CityCenter, which is owned in a 50-50 partnership between MGM Mirage and Dubai World, the investment arm of the Persian Gulf state, hired Dewey & LeBoeuf, a worldwide law firm specializing in bankruptcy. Sources said the hiring of the law firm is a pre-emptive move and doesn’t mean a bankruptcy filing will take place.

An equal number of representatives from Dubai World and MGM Mirage sit on the CityCenter board of directors. The majority of the board would have needed to sign off on allowing MGM Mirage to make the full payment, including Dubai World’s $100 million share, sources said.

“Dubai World appreciates the support of MGM Mirage’s bank group and the CityCenter joint venture’s bank group in providing a waiver to its client that allows this payment,” according to the Dubai World statement.

Dubai World and the emirate of Dubai have been caught up in the global financial crisis. Standard & Poor’s Rating Services recently downgraded many of Dubai’s companies and warned that the sheikdom’s debt payments could triple by 2011.

In 2007, Dubai World spent almost $6 billion for a 50 percent stake in CityCenter and 9.5 percent of MGM Mirage’s outstanding shares. Dubai World paid $80 a share for its interest in MGM Mirage, but the company’s stock price has fallen dramatically.

In its lawsuit, filed Sunday in Delaware Chancery Court, Dubai World claimed MGM Mirage had mismanaged CityCenter, leading to cost overruns. Dubai World said it has concerns about CityCenter’s viability, adding that MGM Mirage’s quarterly financial filing last week constituted a breach of the joint venture pact.

On Tuesday, MGM Mirage said Dubai World’s lawsuit was “completely without merit.” MGM Mirage said it had the available cash necessary to make Friday’s payment. The company told analysts on March 17 it had $600 million in cash on hand. Also, the company received $600 million cash on March 20 from Phil Ruffin, the initial payment for his $775 million purchase of Treasure Island.

The casino operator, which owns nine Strip resorts, said Dubai World “is well aware of our written commitment to meet our funding obligations and that MGM Mirage has available cash to satisfy those obligations.”

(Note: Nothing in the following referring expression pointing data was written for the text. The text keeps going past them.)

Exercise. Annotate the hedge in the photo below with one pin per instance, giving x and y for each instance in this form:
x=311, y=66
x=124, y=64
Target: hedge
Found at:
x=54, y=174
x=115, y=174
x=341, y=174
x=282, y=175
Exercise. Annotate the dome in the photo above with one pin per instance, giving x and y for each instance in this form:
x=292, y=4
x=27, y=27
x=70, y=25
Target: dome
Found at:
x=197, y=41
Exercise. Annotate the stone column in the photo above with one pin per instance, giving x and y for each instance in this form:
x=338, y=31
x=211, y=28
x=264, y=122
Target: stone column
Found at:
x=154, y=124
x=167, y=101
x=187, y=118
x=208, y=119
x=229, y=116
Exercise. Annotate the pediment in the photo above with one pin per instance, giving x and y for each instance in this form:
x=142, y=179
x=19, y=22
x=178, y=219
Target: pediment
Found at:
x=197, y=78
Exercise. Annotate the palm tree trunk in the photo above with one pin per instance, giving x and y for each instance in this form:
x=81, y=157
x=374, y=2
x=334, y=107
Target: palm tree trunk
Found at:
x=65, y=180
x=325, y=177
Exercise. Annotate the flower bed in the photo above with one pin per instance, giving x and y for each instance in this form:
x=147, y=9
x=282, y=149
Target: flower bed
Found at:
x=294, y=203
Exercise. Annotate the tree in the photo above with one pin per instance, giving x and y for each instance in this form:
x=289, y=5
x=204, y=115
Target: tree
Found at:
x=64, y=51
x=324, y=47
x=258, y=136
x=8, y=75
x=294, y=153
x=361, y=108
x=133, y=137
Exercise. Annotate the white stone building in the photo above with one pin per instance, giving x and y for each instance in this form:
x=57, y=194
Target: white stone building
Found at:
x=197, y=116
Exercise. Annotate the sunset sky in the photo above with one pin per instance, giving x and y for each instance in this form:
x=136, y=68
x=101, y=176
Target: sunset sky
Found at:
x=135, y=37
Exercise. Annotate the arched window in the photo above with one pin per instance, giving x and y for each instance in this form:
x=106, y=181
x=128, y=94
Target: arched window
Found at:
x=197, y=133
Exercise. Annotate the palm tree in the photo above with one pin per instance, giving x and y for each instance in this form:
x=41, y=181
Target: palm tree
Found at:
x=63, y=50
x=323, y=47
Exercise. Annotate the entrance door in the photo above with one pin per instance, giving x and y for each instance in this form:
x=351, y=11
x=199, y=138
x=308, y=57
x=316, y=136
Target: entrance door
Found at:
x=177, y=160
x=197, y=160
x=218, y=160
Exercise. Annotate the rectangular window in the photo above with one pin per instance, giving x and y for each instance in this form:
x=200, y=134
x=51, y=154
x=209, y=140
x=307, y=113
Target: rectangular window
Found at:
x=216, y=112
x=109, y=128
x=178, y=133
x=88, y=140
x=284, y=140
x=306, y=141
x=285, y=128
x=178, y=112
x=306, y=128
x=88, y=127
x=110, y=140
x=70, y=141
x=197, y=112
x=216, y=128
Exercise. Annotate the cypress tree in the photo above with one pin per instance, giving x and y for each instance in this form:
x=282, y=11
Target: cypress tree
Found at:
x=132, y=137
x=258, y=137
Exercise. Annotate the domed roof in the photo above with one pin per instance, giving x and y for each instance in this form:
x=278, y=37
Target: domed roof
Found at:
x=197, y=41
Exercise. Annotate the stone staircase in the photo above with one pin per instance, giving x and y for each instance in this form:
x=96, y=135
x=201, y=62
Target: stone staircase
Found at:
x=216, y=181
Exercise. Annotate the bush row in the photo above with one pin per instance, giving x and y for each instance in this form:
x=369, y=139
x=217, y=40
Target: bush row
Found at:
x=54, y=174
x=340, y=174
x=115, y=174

Complicating matters is MGM Mirage’s $13.5 billion in corporate debt. Gaming analysts have said the company might have to file a Chapter 11 bankruptcy reorganization as a corporation if it is unable to restructure the obligations. MGM Mirage received a two-month waiver from its lenders on March 17 to avoid violating loan covenants.

Reports of a potential CityCenter bankruptcy filing caused shares of MGM Mirage to tumble more than 13 percent initially Friday on the New York Stock Exchange. After the payment was announced, the company’s shares jumped more than 10 percent. Trading in MGM Mirage stock was halted for part of the day.

MGM Mirage closed at $2.85, down 24 cents or 7.77 percent. Almost 16 million shares were traded, three times the average daily volume.

KDP Investment analyst Barbara Cappaert said the payment was a smart move by MGM Mirage.

“An unfinished project, like the Cosmopolitan on the Strip, produces no cash flow and no return for its partners,” she told investors.

A shutdown of CityCenter could incur additional costs. CityCenter has contracts with numerous businesses, including Mandarin Oriental Hotel Group, entertainment troupe Cirque du Soleil and dozens of retailers and restaurant operators that will set up shop at CityCenter. The deals have completion dates and may contain penalties for missing deadlines.

During the company’s fourth-quarter earnings conference call March 17, CityCenter CEO Bobby Baldwin said slowing down or halting construction of the project would increase costs. v“It’s actually less efficient if we slow it down,” Baldwin said. “It also can unwind all of our Crystals retail leases that are very important to us and our partners. It could impact the residential closings.”

CityCenter includes six high-rise towers with a casino, boutique hotels, condominiums, entertainment and a retail mall. MGM Mirage has begun accepting room reservations for the nongaming Vdara, beginning Oct. 1. The project’s centerpiece, the 4,004-room Aria, is scheduled to open Dec. 16. The company plans to hire more than 10,000 employees at CityCenter and has accepted some 90,000 applications.